The second room contains only one work, the calmest and most meditative of the group, made all the more so by its isolation. Dark Waves simulates the movement of water in 3D. The motion of the work is just as hypnotic as that of real water, but the piece has a sinister edge as dark as its title promises.
Between the second and third rooms is a small room lit with blindingly white light. It's a shock to the system, like emerging from warm water after an evening swim, and resets your eyes before entering the final piece. Flowers Bloom on People is the most interactive work of the exhibit, so interactive that without the presence of observers, it doesn't exist. It's much as the title says — when people enter the room, projected flowers bloom all over their bodies, while more blossoms spread on the ground at their feet. Each interaction between visitor and work is unique, as the flowers generate neither on a loop nor are they pre-recorded.
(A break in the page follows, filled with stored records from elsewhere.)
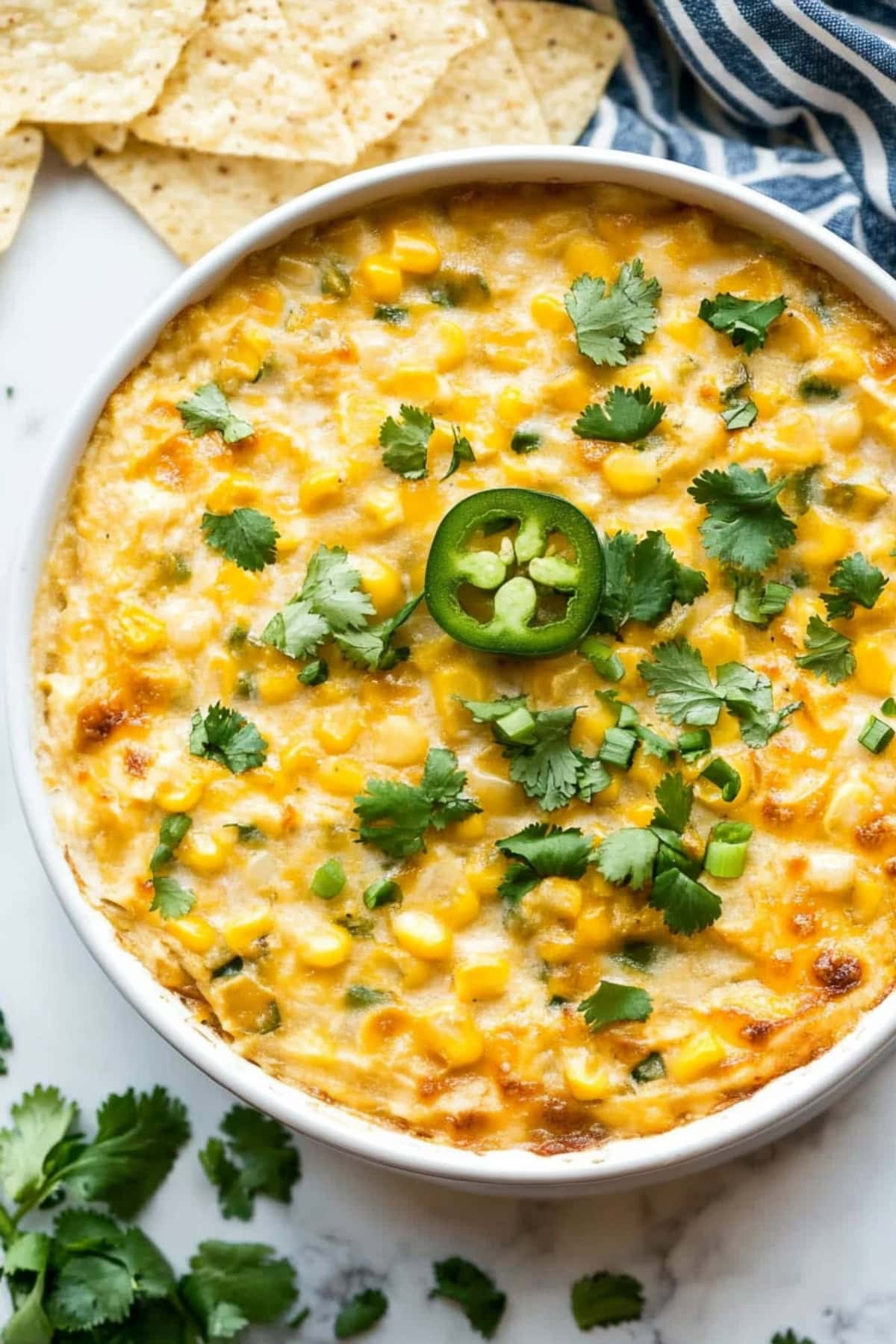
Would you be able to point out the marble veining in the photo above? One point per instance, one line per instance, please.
(795, 1236)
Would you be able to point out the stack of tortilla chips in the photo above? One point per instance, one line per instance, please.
(206, 113)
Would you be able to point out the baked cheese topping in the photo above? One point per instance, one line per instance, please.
(597, 835)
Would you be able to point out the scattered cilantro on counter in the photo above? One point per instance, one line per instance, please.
(613, 323)
(479, 1297)
(625, 417)
(394, 816)
(245, 537)
(257, 1156)
(208, 409)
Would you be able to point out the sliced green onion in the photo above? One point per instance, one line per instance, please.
(618, 747)
(727, 850)
(649, 1068)
(602, 659)
(329, 880)
(724, 776)
(876, 735)
(383, 893)
(691, 745)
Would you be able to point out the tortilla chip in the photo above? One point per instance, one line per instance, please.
(81, 60)
(193, 201)
(568, 55)
(19, 161)
(247, 85)
(484, 99)
(383, 58)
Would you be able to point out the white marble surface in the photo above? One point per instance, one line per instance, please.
(798, 1236)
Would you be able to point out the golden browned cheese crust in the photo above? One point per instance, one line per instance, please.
(474, 1038)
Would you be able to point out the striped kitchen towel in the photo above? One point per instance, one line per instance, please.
(794, 97)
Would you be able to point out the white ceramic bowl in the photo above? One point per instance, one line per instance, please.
(786, 1101)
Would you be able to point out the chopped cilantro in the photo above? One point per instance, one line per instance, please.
(257, 1156)
(746, 320)
(613, 323)
(828, 652)
(461, 452)
(625, 417)
(606, 1300)
(208, 409)
(226, 737)
(361, 1313)
(746, 526)
(394, 816)
(406, 444)
(615, 1003)
(474, 1292)
(245, 537)
(857, 582)
(642, 581)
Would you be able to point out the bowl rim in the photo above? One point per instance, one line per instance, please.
(770, 1112)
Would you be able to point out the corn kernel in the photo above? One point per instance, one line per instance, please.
(422, 934)
(700, 1055)
(588, 1078)
(319, 488)
(629, 472)
(548, 312)
(484, 979)
(240, 934)
(382, 277)
(140, 629)
(450, 1031)
(324, 948)
(452, 346)
(399, 739)
(343, 777)
(414, 383)
(180, 793)
(193, 933)
(337, 730)
(415, 250)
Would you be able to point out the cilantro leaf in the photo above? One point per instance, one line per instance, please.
(606, 1300)
(613, 323)
(361, 1313)
(210, 409)
(373, 647)
(828, 652)
(171, 900)
(474, 1292)
(245, 537)
(746, 526)
(741, 413)
(226, 737)
(625, 417)
(615, 1003)
(642, 581)
(676, 801)
(687, 905)
(461, 452)
(682, 685)
(746, 320)
(137, 1140)
(406, 444)
(255, 1157)
(394, 816)
(857, 582)
(237, 1284)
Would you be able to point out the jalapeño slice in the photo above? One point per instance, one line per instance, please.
(544, 576)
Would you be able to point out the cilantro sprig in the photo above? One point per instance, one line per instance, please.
(394, 816)
(613, 323)
(625, 417)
In the other rooms the viewer is observer, but here she's a participant, becoming herself part of the work.
"When we came across teamLab, it seemed like they were a unique collective of artists at the forefront of art and technology, especially involved in immersive experiences," says Pace London Director Elliot McDonald. "They keep pushing the boundaries of physicality, light, and space. The decision to represent them and stage exhibitions worldwide was a pretty easy one to make."